Le jeudi 20 août, en milieu de journée, le président Paul Biya, accompagné de son épouse Chantal et de leur suite, a pris les airs à bord d’un jet privé Boeing, immatriculé P4 – CLA. Leur départ de Genève marque le début d’un voyage qui s’achèvera en fin d’après-midi par leur atterrissage très attendu à Yaoundé, la capitale du Cameroun.
Une mobilisation d’envergure est en cours au Cameroun pour le retour de Paul Biya. Les militants du Rassemblement Démocratique du Peuple Camerounais (RDPC), le parti présidentiel, ont été appelés à se rassembler pour offrir un accueil chaleureux et enthousiaste au chef de l’État.
Les autorités camerounaises orchestrent ce grand retour présidentiel comme un événement national majeur. Pour preuve, la CRTV, le groupe de médias de service public, a déployé pas moins de 200 de ses agents. Leur mission : assurer une couverture en direct, à la radio et à la télévision, de l’atterrissage de l’avion présidentiel et du parcours de 22 kilomètres que le cortège empruntera entre l’aéroport et le palais présidentiel. Chaque étape sera retransmise et commentée avec une attention particulière.
Une absence prolongée de plus de soixante-dix jours
Ce vol de retour, sur lequel la présidence de la République du Cameroun et le gouvernement sont restés discrets, survient après une période d’absence remarquablement longue.

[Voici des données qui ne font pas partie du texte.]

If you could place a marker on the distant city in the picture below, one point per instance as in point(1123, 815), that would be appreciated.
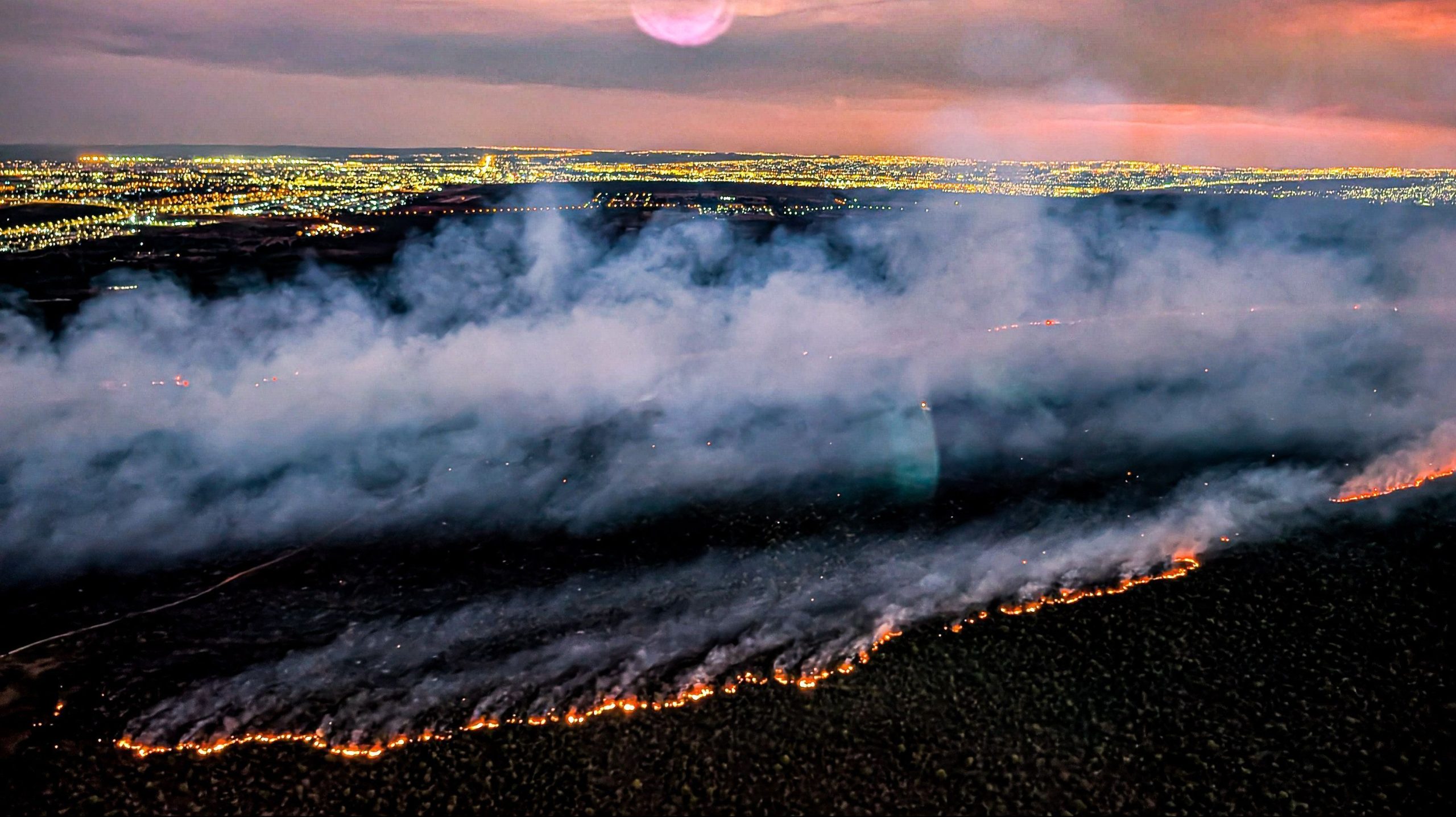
point(50, 203)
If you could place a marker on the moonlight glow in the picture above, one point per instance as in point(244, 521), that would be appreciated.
point(683, 22)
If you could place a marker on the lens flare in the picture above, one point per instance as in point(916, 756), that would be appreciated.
point(683, 22)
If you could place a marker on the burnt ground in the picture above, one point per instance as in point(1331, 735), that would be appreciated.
point(1302, 678)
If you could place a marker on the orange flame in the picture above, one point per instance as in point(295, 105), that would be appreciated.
point(807, 679)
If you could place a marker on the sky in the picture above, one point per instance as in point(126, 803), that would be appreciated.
point(1206, 82)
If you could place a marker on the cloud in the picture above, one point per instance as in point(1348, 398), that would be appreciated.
point(532, 374)
point(1280, 56)
point(536, 375)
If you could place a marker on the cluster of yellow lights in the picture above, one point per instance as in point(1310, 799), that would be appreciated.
point(1181, 567)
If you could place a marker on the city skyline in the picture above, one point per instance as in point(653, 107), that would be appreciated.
point(1231, 84)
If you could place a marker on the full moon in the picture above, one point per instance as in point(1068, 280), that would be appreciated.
point(683, 22)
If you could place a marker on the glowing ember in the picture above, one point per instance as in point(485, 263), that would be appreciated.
point(805, 679)
point(1392, 488)
point(1405, 470)
point(683, 22)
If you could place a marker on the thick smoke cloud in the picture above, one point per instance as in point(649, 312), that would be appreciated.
point(537, 374)
point(799, 608)
point(602, 370)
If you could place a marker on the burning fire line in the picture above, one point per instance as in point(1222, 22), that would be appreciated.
point(1181, 567)
point(1384, 490)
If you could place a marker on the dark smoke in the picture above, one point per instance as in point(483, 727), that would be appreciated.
point(537, 374)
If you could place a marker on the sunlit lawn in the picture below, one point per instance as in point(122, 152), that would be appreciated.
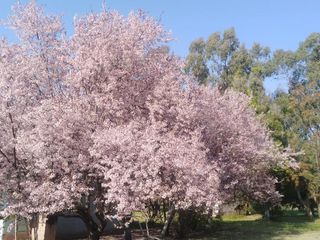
point(255, 228)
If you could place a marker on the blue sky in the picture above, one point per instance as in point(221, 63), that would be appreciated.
point(274, 23)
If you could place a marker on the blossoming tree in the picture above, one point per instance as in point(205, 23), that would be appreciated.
point(104, 122)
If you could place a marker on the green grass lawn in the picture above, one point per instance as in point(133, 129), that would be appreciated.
point(255, 228)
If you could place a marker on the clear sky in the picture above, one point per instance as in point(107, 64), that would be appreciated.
point(274, 23)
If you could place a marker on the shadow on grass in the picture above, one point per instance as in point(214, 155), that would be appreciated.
point(258, 229)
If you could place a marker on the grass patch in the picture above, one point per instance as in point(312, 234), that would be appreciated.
point(255, 228)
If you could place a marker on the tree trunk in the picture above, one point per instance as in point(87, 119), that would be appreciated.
point(94, 235)
point(306, 204)
point(43, 228)
point(170, 215)
point(127, 231)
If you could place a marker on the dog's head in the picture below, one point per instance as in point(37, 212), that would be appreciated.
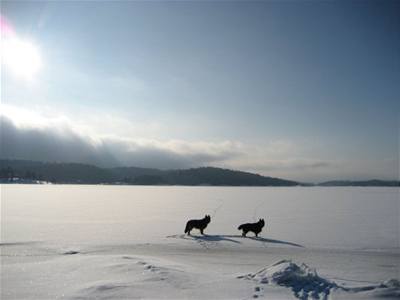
point(207, 218)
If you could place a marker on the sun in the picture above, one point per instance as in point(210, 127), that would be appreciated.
point(21, 57)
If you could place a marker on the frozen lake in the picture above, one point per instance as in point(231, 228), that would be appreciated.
point(127, 242)
point(325, 217)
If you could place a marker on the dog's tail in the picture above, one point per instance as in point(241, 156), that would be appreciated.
point(187, 227)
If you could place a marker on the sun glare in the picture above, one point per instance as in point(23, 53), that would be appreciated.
point(21, 57)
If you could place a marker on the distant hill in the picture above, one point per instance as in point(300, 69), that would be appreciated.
point(373, 182)
point(88, 174)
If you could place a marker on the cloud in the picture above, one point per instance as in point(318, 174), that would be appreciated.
point(31, 136)
point(57, 140)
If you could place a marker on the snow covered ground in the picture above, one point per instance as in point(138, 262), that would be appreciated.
point(121, 242)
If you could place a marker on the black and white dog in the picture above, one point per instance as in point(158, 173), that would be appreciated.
point(253, 227)
point(199, 224)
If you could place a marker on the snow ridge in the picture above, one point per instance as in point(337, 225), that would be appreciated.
point(306, 284)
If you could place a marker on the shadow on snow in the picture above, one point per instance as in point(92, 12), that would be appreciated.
point(230, 238)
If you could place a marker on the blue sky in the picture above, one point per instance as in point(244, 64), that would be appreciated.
point(304, 90)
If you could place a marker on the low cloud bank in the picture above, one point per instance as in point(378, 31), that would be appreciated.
point(61, 143)
point(31, 137)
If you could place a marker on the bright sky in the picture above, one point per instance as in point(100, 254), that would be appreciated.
point(302, 90)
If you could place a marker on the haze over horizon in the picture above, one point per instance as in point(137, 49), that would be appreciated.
point(306, 91)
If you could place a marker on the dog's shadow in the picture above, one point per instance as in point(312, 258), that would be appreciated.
point(205, 238)
point(230, 238)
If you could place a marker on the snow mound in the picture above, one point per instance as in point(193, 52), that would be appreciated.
point(302, 280)
point(306, 284)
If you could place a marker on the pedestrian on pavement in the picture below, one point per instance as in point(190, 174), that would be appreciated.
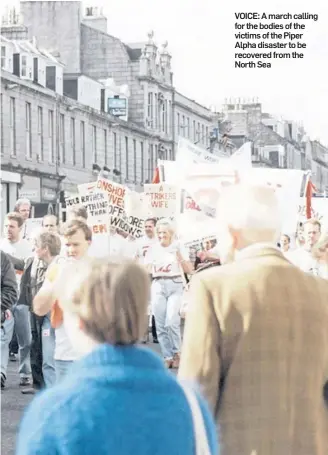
point(77, 237)
point(303, 256)
point(19, 248)
point(118, 398)
point(320, 252)
point(8, 300)
point(168, 260)
point(256, 336)
point(47, 249)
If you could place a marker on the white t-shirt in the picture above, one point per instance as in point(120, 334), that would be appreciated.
point(143, 245)
point(63, 347)
point(130, 248)
point(20, 250)
point(163, 259)
point(117, 245)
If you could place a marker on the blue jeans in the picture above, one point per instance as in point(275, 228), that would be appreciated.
point(62, 368)
point(24, 338)
point(166, 296)
point(48, 352)
point(7, 330)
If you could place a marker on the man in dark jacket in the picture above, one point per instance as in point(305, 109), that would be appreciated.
point(8, 299)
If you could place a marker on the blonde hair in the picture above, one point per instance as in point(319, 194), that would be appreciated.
point(110, 298)
point(320, 247)
point(312, 222)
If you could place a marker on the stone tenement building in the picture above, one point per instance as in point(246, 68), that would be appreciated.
point(75, 99)
point(276, 143)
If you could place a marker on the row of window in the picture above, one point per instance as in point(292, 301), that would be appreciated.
point(196, 132)
point(48, 135)
point(46, 131)
point(158, 113)
point(159, 118)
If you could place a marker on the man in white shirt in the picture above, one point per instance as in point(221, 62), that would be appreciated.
point(302, 257)
point(77, 237)
point(142, 247)
point(23, 207)
point(19, 248)
point(144, 243)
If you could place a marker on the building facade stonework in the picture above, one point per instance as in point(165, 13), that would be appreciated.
point(61, 130)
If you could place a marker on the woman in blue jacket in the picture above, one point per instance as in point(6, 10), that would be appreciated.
point(118, 399)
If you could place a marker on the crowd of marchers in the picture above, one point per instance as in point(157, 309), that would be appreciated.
point(244, 325)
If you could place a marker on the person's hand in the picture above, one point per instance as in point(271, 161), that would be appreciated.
point(179, 256)
point(202, 255)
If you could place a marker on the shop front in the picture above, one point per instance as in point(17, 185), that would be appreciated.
point(10, 182)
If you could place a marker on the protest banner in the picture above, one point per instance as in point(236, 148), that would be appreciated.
point(96, 203)
point(319, 210)
point(72, 201)
point(287, 184)
point(115, 191)
point(161, 199)
point(118, 218)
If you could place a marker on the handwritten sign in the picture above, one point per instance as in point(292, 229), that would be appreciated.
point(115, 191)
point(161, 199)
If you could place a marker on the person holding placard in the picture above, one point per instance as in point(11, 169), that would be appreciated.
point(167, 260)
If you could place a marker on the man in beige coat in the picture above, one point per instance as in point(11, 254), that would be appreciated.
point(256, 336)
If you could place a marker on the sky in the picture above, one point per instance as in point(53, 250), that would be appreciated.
point(201, 40)
point(201, 37)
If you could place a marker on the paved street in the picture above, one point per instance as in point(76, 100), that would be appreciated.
point(13, 403)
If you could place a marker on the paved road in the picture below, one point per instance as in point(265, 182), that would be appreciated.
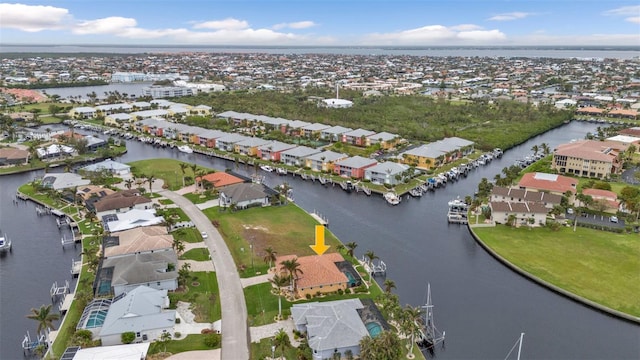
point(235, 332)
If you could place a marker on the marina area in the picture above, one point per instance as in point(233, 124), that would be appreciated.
point(469, 289)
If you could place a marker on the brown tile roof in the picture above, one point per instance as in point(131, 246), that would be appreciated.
point(561, 184)
point(591, 150)
point(140, 239)
point(119, 200)
point(221, 178)
point(13, 153)
point(316, 270)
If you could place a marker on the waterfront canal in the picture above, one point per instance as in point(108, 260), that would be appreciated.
point(481, 304)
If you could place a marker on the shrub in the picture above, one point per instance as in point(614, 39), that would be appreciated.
point(128, 337)
point(212, 340)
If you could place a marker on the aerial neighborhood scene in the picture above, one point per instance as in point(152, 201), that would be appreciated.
point(320, 180)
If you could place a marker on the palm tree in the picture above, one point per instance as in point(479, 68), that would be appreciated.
point(410, 323)
point(279, 282)
point(389, 285)
point(293, 268)
point(281, 341)
point(270, 256)
point(183, 168)
point(351, 247)
point(44, 317)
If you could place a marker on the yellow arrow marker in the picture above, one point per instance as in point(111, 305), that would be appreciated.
point(319, 247)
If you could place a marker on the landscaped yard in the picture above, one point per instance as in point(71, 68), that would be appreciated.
point(202, 293)
point(601, 266)
point(166, 169)
point(287, 229)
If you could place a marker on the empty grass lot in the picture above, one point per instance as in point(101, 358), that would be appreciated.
point(600, 266)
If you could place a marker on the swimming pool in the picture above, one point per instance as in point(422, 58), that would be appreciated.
point(373, 328)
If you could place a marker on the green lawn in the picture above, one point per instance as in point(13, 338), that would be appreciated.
point(287, 229)
point(198, 254)
point(600, 266)
point(190, 235)
point(203, 294)
point(166, 169)
point(190, 342)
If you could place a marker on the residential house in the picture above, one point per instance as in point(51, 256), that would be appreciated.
point(387, 172)
point(319, 274)
point(528, 214)
point(143, 311)
point(118, 119)
point(137, 240)
point(588, 158)
point(353, 167)
point(331, 327)
point(386, 140)
point(121, 274)
point(121, 201)
point(604, 200)
point(551, 183)
point(519, 195)
point(323, 161)
point(227, 142)
point(273, 150)
point(245, 195)
point(59, 181)
point(110, 166)
point(249, 146)
point(334, 133)
point(12, 156)
point(131, 219)
point(296, 156)
point(358, 137)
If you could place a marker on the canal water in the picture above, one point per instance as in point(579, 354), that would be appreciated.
point(482, 305)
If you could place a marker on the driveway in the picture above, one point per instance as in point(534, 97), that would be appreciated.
point(235, 332)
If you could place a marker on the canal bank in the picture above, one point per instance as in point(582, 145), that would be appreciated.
point(550, 286)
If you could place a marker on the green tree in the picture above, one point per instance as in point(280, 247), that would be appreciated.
point(44, 317)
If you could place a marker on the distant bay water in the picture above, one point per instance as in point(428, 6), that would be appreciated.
point(560, 52)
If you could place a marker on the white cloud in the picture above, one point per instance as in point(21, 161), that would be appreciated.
point(510, 16)
point(33, 18)
point(226, 24)
point(295, 25)
point(466, 34)
point(630, 13)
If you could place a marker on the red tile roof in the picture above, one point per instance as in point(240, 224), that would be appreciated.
point(548, 182)
point(316, 270)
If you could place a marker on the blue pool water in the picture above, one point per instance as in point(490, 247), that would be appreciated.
point(373, 328)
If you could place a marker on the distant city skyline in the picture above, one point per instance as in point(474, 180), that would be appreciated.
point(322, 23)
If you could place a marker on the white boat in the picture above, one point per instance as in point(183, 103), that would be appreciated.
point(392, 198)
point(5, 243)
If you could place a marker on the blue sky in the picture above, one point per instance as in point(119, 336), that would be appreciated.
point(322, 22)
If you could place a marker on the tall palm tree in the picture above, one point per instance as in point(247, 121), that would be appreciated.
point(351, 247)
point(293, 268)
point(183, 168)
point(389, 285)
point(410, 323)
point(281, 341)
point(269, 256)
point(44, 317)
point(279, 282)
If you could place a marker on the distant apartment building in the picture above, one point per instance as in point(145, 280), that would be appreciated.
point(588, 158)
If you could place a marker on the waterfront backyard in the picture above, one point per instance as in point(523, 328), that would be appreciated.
point(598, 265)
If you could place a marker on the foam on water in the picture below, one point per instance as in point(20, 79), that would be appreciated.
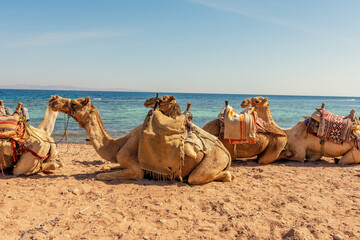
point(123, 111)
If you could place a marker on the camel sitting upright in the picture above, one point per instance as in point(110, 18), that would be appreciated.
point(40, 148)
point(267, 146)
point(303, 145)
point(125, 150)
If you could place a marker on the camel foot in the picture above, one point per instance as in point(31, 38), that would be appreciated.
point(52, 165)
point(225, 176)
point(124, 174)
point(109, 168)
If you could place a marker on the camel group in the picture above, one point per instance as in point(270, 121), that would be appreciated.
point(275, 143)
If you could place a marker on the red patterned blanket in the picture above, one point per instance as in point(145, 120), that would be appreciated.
point(334, 128)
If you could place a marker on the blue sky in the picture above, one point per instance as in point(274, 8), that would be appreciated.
point(208, 46)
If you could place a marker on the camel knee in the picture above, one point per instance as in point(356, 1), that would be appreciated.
point(225, 176)
point(345, 160)
point(266, 160)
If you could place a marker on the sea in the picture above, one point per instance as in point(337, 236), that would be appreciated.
point(123, 111)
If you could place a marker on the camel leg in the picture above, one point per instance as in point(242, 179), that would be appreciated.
point(27, 164)
point(272, 151)
point(212, 168)
point(52, 165)
point(351, 157)
point(130, 168)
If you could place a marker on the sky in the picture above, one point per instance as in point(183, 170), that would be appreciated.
point(281, 47)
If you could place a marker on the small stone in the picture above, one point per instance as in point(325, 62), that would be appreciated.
point(337, 236)
point(289, 234)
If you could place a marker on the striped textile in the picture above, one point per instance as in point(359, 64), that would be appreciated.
point(334, 128)
point(240, 127)
point(9, 123)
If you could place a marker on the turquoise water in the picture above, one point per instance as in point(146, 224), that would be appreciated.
point(123, 111)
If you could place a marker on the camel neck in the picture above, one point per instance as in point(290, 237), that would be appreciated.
point(264, 113)
point(103, 144)
point(47, 125)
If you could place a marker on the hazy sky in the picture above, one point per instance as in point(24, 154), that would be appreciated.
point(214, 46)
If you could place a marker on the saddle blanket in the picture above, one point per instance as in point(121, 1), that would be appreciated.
point(334, 128)
point(9, 123)
point(161, 145)
point(240, 127)
point(198, 140)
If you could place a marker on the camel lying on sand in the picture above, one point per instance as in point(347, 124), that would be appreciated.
point(267, 146)
point(40, 151)
point(125, 150)
point(303, 146)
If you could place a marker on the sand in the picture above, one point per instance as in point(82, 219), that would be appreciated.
point(291, 200)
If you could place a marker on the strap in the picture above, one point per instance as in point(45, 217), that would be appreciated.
point(322, 143)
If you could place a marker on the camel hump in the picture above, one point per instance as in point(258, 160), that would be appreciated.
point(274, 129)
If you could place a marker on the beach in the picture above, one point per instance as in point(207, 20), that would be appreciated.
point(290, 200)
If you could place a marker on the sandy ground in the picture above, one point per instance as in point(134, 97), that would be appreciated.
point(290, 200)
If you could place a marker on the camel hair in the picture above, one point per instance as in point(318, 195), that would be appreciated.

Le président Biya a passé exactement 74 jours hors du territoire national, un record qui a fait naître de nombreuses spéculations. Des rumeurs concernant son état de santé ont circulé, certains le disant gravement malade ou en convalescence après une opération du genou, tandis que d’autres évoquaient de simples consultations médicales de routine.
Les citoyens camerounais attendent désormais de voir si cette absence prolongée aura été mise à profit pour concrétiser des engagements politiques majeurs. Parmi les attentes fortes figure la formation d’un nouveau gouvernement, promise il y a huit mois et toujours en suspens. L’identité du futur vice-président, un poste créé en avril dernier, est également au cœur des préoccupations nationales.